She added, “Think about what this meadow was like before settlers turned it from a sustainable prairie into a drab waste of water with nothing to pollinate. Get pissed! Think about how when they bulldoze this garden, they bulldozed a graveyard. It’s a place of remembrance and a promise to those we’ve lost, the families and friends of our families and friends, that this fight doesn’t end until colonialism ends.”

She wrapped up her remarks as she planted signs in the flower beds at Sample Gates, saying, “So with that in mind, welcome back to the Sabiyah and Bassem Abu Rahma Memorial Garden. Remember they tried to bury us, but they didn’t know we are seeds!”

A constitutional question about IU’s expressive activities policy is now being litigated in federal court. The ACLU filed a lawsuit on Aug. 29. The defendants in the case are the IU board of trustees and IU president Pamela Whitten.

The ACLU filed the suit on behalf of ten plaintiffs—all of whom joined a protest in Dunn Meadow against the war in Gaza on April 25, or in the following days, according to the filed complaint.
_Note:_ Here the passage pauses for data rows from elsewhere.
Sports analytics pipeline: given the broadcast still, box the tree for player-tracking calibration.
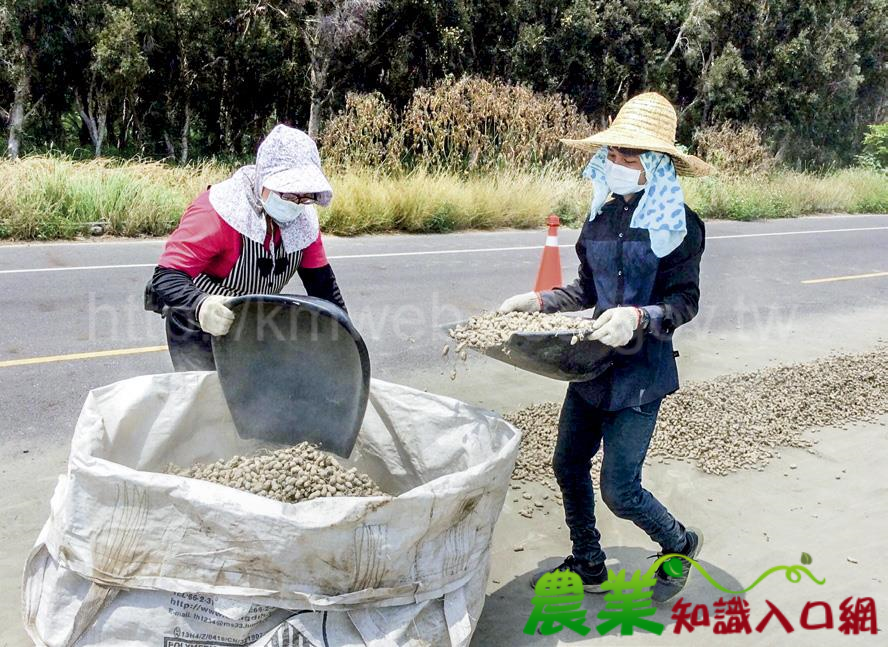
[0,0,56,159]
[266,0,382,138]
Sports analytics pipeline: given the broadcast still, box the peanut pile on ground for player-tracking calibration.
[167,443,385,503]
[445,312,592,359]
[505,349,888,482]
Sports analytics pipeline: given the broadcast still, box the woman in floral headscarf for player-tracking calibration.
[145,125,345,371]
[500,93,712,601]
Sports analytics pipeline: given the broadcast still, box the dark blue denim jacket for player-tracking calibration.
[541,194,706,411]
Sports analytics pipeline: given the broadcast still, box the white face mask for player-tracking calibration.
[262,191,305,225]
[604,160,644,195]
The key point of the ACLU lawsuit is that the policy violates the First Amendment, because the time period from 11 p.m. to 6 a.m. is “substantially overbroad and is not appropriately tailored.”

A brief in support of the ACLU’s motion for a preliminary injunction was filed on Sept. 16. Based on the agreed upon case management schedule, by Oct. 1, the university has to submit its brief in response to the ACLU’s motion for a preliminary injunction. The ACLU will then have until Oct. 8 to reply to the university’s response.

[Added Oct. 1, 2024: On Oct. 1, the university filed its response to the ACLU’s motion for a preliminary injunction.]